HIPAA could soon get a long overdue makeover.
In January, the US Department of Health and Human Services (HHS) introduced the first new rule for the Health Insurance Portability and Accountability Act—the law that protects patients’ private healthcare information—in more than 15 years. It came with a plethora of new regulations for how covered entities should go about protecting a patient’s health information.
Covered entities include health plans, healthcare intermediaries, and providers.
The proposed regulations would require all covered entities to implement security measures like multi-factor authentication, maintain inventories of all assets that contain or transmit patient data, and conduct annual audits to ensure they’re following the rules.
The updates are “more in alignment with current best practices in cybersecurity” than the original HIPAA rules created in the ’90s and early 2000s, Steven Teppler, chair of cybersecurity and data privacy at the law firm Mandelbaum Barrett, told Healthcare Brew.
Costly concerns
While the healthcare industry largely agrees that stronger cybersecurity measures are needed—especially following incidents like last year’s Change cyberattack that compromised 190 million people’s data—some industry groups have voiced opposition to HHS’s proposed rule.
The primary concern is how expensive it would be to implement.
The Office for Civil Rights, a department within HHS that enforces HIPAA, estimated the rule would cost the healthcare industry $9 billion in its first year and an additional $6.8 billion for the following four years.
Small practices would likely be hit hard by such costs because they would be held to the same standards as large healthcare conglomerates like UnitedHealth Group, James Madara, CEO and EVP of the American Medical Association, wrote in a March 6 letter responding to the proposed rule.
“In a small physician practice, the person who answers the phone is often the same person in charge of compliance,” Madara wrote. “Regulating small physician practices as though they had the same attack surface and posed the same threat of industry disruption as a giant, consolidated enterprise such as [UnitedHealth Group] is an approach disconnected from reality.”
Madara warned that implementing the proposed changes could worsen the trend of independent physician practices closing due to financial pressure.
Navigate the healthcare industry
Healthcare Brew covers pharmaceutical developments, health startups, the latest tech, and how it impacts hospitals and providers to keep administrators and providers informed.
The percentage of physicians working in private practice fell from 60.1% in 2012 to 46.7% in 2022, according to data from the AMA’s physician practice benchmark survey.

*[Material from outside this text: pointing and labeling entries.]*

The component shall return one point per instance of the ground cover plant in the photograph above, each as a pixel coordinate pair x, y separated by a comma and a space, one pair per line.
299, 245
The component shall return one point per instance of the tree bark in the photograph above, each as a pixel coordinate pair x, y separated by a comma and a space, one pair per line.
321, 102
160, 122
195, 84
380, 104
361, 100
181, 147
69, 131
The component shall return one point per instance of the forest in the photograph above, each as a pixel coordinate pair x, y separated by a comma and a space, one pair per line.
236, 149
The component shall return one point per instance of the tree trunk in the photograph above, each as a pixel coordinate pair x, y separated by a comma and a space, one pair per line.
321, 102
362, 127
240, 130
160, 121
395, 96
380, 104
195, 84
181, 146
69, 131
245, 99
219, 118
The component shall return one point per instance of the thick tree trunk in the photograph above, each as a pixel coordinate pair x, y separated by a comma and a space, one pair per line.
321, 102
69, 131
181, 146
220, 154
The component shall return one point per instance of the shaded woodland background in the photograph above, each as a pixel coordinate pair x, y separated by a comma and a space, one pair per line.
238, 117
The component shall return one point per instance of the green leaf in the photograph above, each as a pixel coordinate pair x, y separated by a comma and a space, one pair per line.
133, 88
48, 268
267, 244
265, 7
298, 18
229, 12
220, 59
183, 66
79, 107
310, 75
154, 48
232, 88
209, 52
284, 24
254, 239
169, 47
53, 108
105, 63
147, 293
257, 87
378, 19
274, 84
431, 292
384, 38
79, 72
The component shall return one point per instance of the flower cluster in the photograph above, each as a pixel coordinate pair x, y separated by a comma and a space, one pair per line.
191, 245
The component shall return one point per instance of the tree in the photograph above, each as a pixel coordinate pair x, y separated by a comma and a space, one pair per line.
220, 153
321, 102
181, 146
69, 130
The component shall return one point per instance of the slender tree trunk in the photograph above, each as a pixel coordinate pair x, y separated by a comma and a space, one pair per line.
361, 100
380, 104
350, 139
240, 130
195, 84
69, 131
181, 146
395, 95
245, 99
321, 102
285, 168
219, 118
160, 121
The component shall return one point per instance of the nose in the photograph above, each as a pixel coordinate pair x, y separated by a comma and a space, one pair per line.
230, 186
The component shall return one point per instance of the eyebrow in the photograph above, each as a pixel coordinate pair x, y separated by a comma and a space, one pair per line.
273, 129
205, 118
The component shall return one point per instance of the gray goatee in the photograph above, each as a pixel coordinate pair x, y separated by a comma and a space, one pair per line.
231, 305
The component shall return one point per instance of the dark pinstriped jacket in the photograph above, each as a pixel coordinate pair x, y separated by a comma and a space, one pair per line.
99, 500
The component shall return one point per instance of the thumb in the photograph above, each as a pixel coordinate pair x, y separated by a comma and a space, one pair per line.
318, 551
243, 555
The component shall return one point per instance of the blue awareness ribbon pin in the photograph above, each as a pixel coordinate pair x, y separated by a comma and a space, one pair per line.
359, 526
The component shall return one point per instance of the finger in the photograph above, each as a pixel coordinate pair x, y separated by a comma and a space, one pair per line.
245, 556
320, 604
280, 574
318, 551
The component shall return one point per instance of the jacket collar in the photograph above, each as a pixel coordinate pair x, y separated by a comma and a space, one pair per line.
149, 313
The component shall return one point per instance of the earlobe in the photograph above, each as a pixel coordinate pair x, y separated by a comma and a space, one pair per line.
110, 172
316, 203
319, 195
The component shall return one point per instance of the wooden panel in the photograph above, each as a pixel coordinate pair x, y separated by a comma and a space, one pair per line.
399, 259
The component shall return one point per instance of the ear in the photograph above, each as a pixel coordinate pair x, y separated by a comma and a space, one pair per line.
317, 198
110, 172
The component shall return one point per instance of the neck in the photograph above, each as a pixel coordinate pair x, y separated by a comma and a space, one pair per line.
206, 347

The AMA cited “increasing economic pressures” as part of the reason for the shift away from private practice.
“By continuing down this path, the already declining number of independent physician practices will dwindle further, unable to withstand disproportionate compliance demands,” Madara wrote.
Healthcare entities may also need to hire additional cybersecurity staff to stay in compliance with the many new requirements, and this would increase overhead costs, according to a statement from nonprofit the American Medical Informatics Association.
And not only would implementing the rules be expensive, but not following them may be as well. HIPAA noncompliance can come with fines up to $500,000, potential criminal penalties, or can result in being kicked out of the Medicare program, Jonathan Jaffery, chief healthcare officer at professional organization the Association of American Medical Colleges, noted in a March 7 letter to HHS.
On the other hand…
Some healthcare cybersecurity experts say covered entities should be doing even more than what HHS’s proposed rule requires.
“Even with these new requirements, many healthcare organizations are still playing catchup,” David White, co-founder and president of cybersecurity company Axio, shared with Healthcare Brew in an email. “The reality is, compliance should be the floor—not the ceiling.”
Teppler added that although the new requirements would be more expensive than the current commonplace cybersecurity practices, “there are offerings that are coming out all the time to make the transition to a more secure environment less expensive and easier to implement.”
The caveat
HHS’s new rule remains a proposal for now, and it’s unclear if and when it will be finalized.
Though healthcare cybersecurity has previously been seen as a bipartisan issue, the proposed rule is “misaligned” with the Trump administration’s focus on deregulation, Madara noted in his comments to HHS.
Additionally, President Trump on Jan. 20 issued an executive order freezing the review of proposed rules in the Federal Register, which could further delay the decision.